In this exploratory data analysis, I will be conducting 3 different analyses:
Below are the perquisite libraries that need to be imported to conduct my exploratory data analysis:
tidyverse - Tidy the data
dplyr - Manipulate the data
ggrepel - Label the data
lubridate - Conduct data manipulation
completejourney - Where the data is coming from
DT - Used to display the data on the screen in a scroll able format
library(tidyverse)
library(dplyr)
library(ggrepel)
library(lubridate)
library(completejourney)
library(DT)
This section contains all the procedures followed in getting the data ready for analysis.
Complete Journey Data Set in R
Data Import Code:
library(completejourney)
transactions <- get_transactions()
In order to conduct this analysis, we must join together the following data sets:
Along with that, dropping variables that won’t be of use initially will make the data a bit more clean.
df <- campaigns %>%
inner_join(demographics, by = 'household_id') %>%
inner_join(transactions, by = 'household_id') %>%
inner_join(products, by = 'product_id') %>%
inner_join(campaign_descriptions, by = 'campaign_id') %>%
filter(
as.Date(transaction_timestamp, format = "%Y-%m-%d") > start_date,
as.Date(transaction_timestamp, format = "%Y-%m-%d") < end_date
)
class(df)
## [1] "spec_tbl_df" "tbl_df" "tbl" "data.frame"
colnames(df)
## [1] "campaign_id" "household_id" "age"
## [4] "income" "home_ownership" "marital_status"
## [7] "household_size" "household_comp" "kids_count"
## [10] "store_id" "basket_id" "product_id"
## [13] "quantity" "sales_value" "retail_disc"
## [16] "coupon_disc" "coupon_match_disc" "week"
## [19] "transaction_timestamp" "manufacturer_id" "department"
## [22] "brand" "product_category" "product_type"
## [25] "package_size" "campaign_type" "start_date"
## [28] "end_date"
Along with that, dropping variables that won’t be of use initially will make the data a bit more clean:
df <- df %>%
select(-c(manufacturer_id, package_size, retail_disc))
datatable(head(df,50))
class_meta <- sapply(df, class)
null_meta <- sapply(df, function(df) sum(is.na(df)))
var_name <- colnames(df)
df_meta <- cbind(var_name, class_meta, null_meta)
rownames(df_meta) <- NULL
colnames(df_meta) <- c('Variable Name', 'Class', 'NULL Vals')
datatable(df_meta)
This section dives into the analysis that solves the questions in the Synopsis.
As mentioned before, there are 3 different Campaign Types: Type A, Type B, Type C. Below shows the amount of campaigns in each Campaign Type, as well has how many transactions users in these campains completed in 2017.
transacs <- df %>%
distinct(basket_id, .keep_all = TRUE) %>%
group_by(campaign_type) %>%
summarise(
Transactions = scales::comma(n())
)
ids <- campaign_descriptions %>%
group_by(campaign_type) %>%
summarise(campaigns = n())
datatable(cbind(ids, transacs)[-3])
Type B had the most campaigns, while Type A had the least.
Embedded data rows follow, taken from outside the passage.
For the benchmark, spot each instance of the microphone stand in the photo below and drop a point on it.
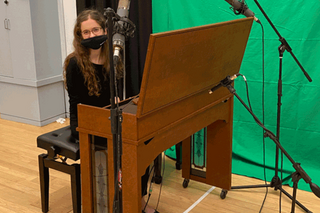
(127, 30)
(297, 175)
(116, 119)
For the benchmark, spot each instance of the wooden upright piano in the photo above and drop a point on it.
(174, 103)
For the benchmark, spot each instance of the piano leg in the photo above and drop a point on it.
(157, 170)
(178, 156)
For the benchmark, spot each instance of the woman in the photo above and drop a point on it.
(86, 74)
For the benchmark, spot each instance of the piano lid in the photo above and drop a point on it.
(187, 61)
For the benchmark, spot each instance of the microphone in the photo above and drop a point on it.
(119, 38)
(242, 8)
(225, 82)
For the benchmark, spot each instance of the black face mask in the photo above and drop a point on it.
(94, 42)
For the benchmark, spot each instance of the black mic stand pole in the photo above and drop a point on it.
(116, 118)
(276, 182)
(296, 176)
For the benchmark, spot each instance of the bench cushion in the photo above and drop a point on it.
(62, 141)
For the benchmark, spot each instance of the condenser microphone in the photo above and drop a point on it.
(119, 38)
(242, 8)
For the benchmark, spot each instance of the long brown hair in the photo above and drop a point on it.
(81, 53)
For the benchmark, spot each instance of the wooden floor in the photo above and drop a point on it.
(19, 183)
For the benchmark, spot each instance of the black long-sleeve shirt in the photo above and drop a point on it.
(79, 93)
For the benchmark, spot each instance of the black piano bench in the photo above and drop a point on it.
(59, 145)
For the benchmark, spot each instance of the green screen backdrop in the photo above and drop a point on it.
(299, 23)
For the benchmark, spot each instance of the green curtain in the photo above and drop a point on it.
(298, 22)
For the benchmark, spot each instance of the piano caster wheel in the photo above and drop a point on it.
(185, 183)
(223, 194)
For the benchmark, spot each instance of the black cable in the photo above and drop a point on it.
(164, 165)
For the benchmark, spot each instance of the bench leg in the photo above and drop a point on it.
(44, 183)
(76, 188)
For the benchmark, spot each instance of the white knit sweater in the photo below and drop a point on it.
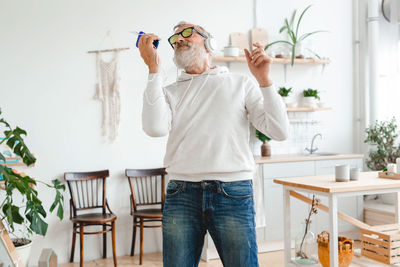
(207, 118)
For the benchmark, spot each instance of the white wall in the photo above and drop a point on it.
(47, 84)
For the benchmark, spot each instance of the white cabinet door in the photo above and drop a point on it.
(288, 169)
(273, 197)
(274, 214)
(349, 205)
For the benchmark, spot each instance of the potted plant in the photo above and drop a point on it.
(284, 93)
(29, 212)
(305, 247)
(265, 147)
(310, 97)
(294, 38)
(382, 136)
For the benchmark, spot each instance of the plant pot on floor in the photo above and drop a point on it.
(24, 251)
(265, 149)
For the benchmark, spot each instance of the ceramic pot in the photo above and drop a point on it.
(24, 252)
(265, 149)
(305, 246)
(309, 102)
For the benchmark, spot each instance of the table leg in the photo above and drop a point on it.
(286, 226)
(333, 231)
(397, 207)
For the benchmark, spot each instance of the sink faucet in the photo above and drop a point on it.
(312, 150)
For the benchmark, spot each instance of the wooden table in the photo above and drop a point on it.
(325, 185)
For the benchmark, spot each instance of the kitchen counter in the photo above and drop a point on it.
(303, 157)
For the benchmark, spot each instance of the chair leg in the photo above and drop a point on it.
(141, 241)
(113, 243)
(73, 243)
(104, 242)
(133, 237)
(81, 244)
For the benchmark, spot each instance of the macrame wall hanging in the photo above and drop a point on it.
(107, 91)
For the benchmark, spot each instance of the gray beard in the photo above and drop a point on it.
(188, 58)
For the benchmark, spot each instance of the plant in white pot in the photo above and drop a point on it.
(265, 147)
(28, 211)
(295, 39)
(284, 92)
(310, 97)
While Type A had the least, Type A still brought in the most total customers that completed a transaction, showing Type A had very efficient campaigns. Now we want to at this data per campaign. Below shows the average amount of households who completed a transaction for each campaign, grouped by each type of campaign:
df_1 <- df %>%
distinct(basket_id, .keep_all = TRUE) %>%
group_by(campaign_id, campaign_type) %>%
summarise(trans = n())
df_1 %>%
group_by(campaign_type) %>%
summarise(avg_hh = round(mean(trans))) %>%
ggplot(aes(x = campaign_type, y = avg_hh)) +
geom_col(aes(fill = campaign_type)) +
labs(
title = 'Average Households Per Campaign by Campaign Type',
x = 'Campaign Type',
y = 'Average Households'
) +
theme(
legend.position = 'none',
plot.title = element_text(size = 15, face = 'bold')
) +
geom_text(aes(label = scales::comma(avg_hh)), vjust = -0.3) +
scale_y_continuous(labels = scales::comma)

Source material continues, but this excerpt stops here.